Cell biology at scale. The application of deep learning to imaging data from cells and tissues — a field called computational pathology or AI-assisted microscopy — has produced systems capable of identifying cell types, detecting disease indicators, and analysing cellular organisation at scales and resolutions that human analysis could not approach. These applications, while distinct from protein structure prediction, draw on the same deep learning paradigm and represent the extension of AI-driven science from the molecular level to the cellular and tissue level.

Definition

Protein language model — A large language model trained on protein sequences (analogous to BERT or GPT trained on text), producing rich representations of protein sequences useful for many downstream tasks. ESM (Evolutionary Scale Modelling) from Meta Research, ProtTrans from academic groups, and proprietary models from several companies have demonstrated that the pre-training paradigm transfers to biological sequences, producing representations useful for structure prediction, function prediction, and protein design.

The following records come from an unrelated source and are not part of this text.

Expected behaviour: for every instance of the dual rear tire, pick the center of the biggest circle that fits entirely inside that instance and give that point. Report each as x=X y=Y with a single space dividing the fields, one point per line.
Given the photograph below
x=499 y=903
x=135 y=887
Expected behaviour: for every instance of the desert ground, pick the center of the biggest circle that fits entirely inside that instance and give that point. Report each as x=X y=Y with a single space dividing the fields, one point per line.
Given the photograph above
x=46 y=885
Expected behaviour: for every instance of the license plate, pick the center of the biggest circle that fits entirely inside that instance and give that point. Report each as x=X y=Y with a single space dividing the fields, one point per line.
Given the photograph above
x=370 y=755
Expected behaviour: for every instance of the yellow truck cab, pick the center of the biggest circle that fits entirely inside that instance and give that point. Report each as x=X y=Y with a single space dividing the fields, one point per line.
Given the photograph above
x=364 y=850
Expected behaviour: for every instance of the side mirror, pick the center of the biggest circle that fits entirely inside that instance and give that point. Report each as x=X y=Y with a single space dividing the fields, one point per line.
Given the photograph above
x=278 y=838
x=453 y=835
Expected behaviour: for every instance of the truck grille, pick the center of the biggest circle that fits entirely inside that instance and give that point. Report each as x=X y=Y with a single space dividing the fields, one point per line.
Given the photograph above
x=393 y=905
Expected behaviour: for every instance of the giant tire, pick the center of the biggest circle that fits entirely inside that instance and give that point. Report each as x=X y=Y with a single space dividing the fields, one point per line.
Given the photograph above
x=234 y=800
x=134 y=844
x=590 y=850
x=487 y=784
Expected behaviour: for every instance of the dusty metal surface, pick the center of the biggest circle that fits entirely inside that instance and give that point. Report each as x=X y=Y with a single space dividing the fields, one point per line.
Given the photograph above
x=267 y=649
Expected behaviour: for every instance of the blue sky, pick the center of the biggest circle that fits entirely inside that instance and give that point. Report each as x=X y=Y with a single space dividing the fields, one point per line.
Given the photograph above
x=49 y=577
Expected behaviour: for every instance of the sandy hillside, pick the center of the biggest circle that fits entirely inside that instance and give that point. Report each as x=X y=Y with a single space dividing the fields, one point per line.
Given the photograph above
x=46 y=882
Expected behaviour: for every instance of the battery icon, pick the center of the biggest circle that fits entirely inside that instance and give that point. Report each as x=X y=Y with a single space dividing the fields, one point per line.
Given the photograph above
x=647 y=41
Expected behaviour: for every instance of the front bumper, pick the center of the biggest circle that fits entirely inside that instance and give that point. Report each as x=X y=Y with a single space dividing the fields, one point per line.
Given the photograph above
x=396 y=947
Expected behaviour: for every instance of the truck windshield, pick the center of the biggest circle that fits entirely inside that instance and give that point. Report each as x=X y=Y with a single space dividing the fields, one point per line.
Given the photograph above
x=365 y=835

The Nobel Prize: Science Recognises AI

In October 2024, the Royal Swedish Academy of Sciences announced the Nobel Prize in Chemistry for AlphaFold. The Prize was awarded to Demis Hassabis and John Jumper from DeepMind, and to David Baker from the University of Washington.

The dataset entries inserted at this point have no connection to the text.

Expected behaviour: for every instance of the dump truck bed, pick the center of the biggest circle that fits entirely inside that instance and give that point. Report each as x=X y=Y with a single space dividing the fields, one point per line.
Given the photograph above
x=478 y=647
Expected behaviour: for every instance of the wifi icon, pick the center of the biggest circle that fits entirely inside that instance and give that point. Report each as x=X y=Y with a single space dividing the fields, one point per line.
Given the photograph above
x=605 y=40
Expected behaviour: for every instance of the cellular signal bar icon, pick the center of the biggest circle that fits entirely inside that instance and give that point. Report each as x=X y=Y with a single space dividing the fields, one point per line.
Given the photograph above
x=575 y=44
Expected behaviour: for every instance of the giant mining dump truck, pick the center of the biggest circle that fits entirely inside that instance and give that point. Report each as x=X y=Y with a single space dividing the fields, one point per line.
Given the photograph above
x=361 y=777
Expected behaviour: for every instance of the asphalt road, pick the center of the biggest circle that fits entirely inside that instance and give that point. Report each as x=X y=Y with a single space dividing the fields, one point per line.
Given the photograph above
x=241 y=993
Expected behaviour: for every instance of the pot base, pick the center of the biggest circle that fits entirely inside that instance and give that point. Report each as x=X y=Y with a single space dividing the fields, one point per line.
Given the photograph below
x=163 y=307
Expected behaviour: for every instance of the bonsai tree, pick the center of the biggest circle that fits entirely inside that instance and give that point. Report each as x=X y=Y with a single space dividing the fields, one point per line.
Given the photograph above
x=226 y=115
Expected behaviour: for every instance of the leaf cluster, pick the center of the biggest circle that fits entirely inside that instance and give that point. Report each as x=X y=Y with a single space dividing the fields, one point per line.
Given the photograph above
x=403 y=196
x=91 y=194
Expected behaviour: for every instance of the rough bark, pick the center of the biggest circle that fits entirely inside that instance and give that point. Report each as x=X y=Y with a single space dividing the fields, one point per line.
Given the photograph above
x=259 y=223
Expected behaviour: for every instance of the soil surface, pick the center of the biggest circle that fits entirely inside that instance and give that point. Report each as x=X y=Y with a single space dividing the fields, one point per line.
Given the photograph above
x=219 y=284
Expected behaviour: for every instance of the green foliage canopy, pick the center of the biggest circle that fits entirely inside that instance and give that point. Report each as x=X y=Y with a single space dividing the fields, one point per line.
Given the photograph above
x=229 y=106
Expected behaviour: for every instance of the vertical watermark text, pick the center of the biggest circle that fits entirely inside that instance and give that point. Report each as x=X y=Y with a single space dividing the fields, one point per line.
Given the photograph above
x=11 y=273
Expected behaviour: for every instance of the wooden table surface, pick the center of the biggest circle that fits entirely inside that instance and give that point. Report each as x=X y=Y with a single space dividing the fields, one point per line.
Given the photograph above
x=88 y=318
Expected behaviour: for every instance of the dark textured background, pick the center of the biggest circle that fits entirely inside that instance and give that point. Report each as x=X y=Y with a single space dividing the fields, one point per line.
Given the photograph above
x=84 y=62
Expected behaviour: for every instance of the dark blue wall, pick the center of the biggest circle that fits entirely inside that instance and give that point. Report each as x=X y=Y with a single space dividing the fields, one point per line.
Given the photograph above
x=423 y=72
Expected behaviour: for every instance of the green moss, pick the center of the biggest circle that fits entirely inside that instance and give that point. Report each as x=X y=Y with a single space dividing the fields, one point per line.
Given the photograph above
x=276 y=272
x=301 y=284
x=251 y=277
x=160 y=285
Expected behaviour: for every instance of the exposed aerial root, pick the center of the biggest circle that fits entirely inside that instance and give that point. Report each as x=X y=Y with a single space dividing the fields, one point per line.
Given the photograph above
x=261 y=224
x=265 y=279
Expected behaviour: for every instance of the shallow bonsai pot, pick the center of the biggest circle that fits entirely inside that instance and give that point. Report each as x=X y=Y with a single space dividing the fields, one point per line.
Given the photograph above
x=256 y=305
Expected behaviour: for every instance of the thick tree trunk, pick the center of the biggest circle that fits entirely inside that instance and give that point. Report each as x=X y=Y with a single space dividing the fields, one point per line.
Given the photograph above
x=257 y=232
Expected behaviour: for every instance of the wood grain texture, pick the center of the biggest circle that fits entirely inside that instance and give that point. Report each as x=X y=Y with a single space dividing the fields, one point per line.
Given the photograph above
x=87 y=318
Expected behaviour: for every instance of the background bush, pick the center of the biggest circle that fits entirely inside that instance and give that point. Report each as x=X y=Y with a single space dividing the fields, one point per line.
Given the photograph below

The Nobel committee’s citation described the award as recognising “protein structure prediction” — the computational prediction of protein structures — and “protein design” — the computational design of novel proteins. Baker’s work on protein design and his development of the Rosetta protein design software were recognized alongside the AlphaFold achievement.

2024 Nobel Prize in Chemistry

Date:: October 9, 2024
Location:: Royal Swedish Academy of Sciences, Stockholm
Significance:: The 2024 Nobel Prize in Chemistry was awarded to Demis Hassabis and John Jumper (DeepMind) and David Baker (University of Washington) — for protein structure prediction (AlphaFold) and protein design (Rosetta). The first Nobel Prize awarded for work primarily produced by an AI system.
Outcome:: The committee was explicit that AlphaFold 2 had “solved” the protein structure prediction problem — not just improved it, but solved it. The recognition confirmed the transformation of deep learning from a promising engineering approach to a genuine scientific tool.

The award was historic in several specific ways.

It was the first Nobel Prize awarded for work primarily produced by an AI system. The committee was explicit that AlphaFold 2 had “solved” the protein structure prediction problem — not just improved it, but solved it. This acknowledgment that an AI system had made a scientific discovery of Nobel Prize calibre was itself historically significant.

It was recognition that deep learning — the paradigm that had been developing in the margins of AI research through two AI winters, that had been vindicated by AlexNet in 2012 and by the Transformer in 2017 — could produce results of fundamental scientific importance, not just commercial applications. The Nobel Prize is the highest recognition that the scientific community can give; that it was given for an AI achievement confirmed the transformation of deep learning from a promising engineering approach to a genuine scientific tool.

The award also prompted reflection on what “scientific discovery” meant when the discoverer was an AI system. AlphaFold 2 produced structure predictions, but it did not generate biological hypotheses, design experiments, or interpret what the structures meant for biology. The scientists who used AlphaFold predictions to make biological discoveries were doing something that AlphaFold itself was not doing. The Prize was given for the tool, not for the specific biological discoveries the tool enabled — a recognition that building the right tool was itself a scientific achievement of the highest order.

Important

The 2024 Nobel Prize in Chemistry was the first Nobel Prize awarded for work primarily produced by an AI system. The committee was explicit that AlphaFold 2 had “solved” the protein structure prediction problem — not just improved it, but solved it. The award recognised that deep learning — the paradigm developed through two AI winters, vindicated by AlexNet (2012) and the Transformer (2017) — could produce results of fundamental scientific importance. It also prompted reflection on what “scientific discovery” meant when the discoverer was an AI system: AlphaFold produced predictions but did not generate hypotheses, design experiments, or interpret the results. The Prize was given for the tool — a recognition that building the right tool was itself a scientific achievement of the highest order.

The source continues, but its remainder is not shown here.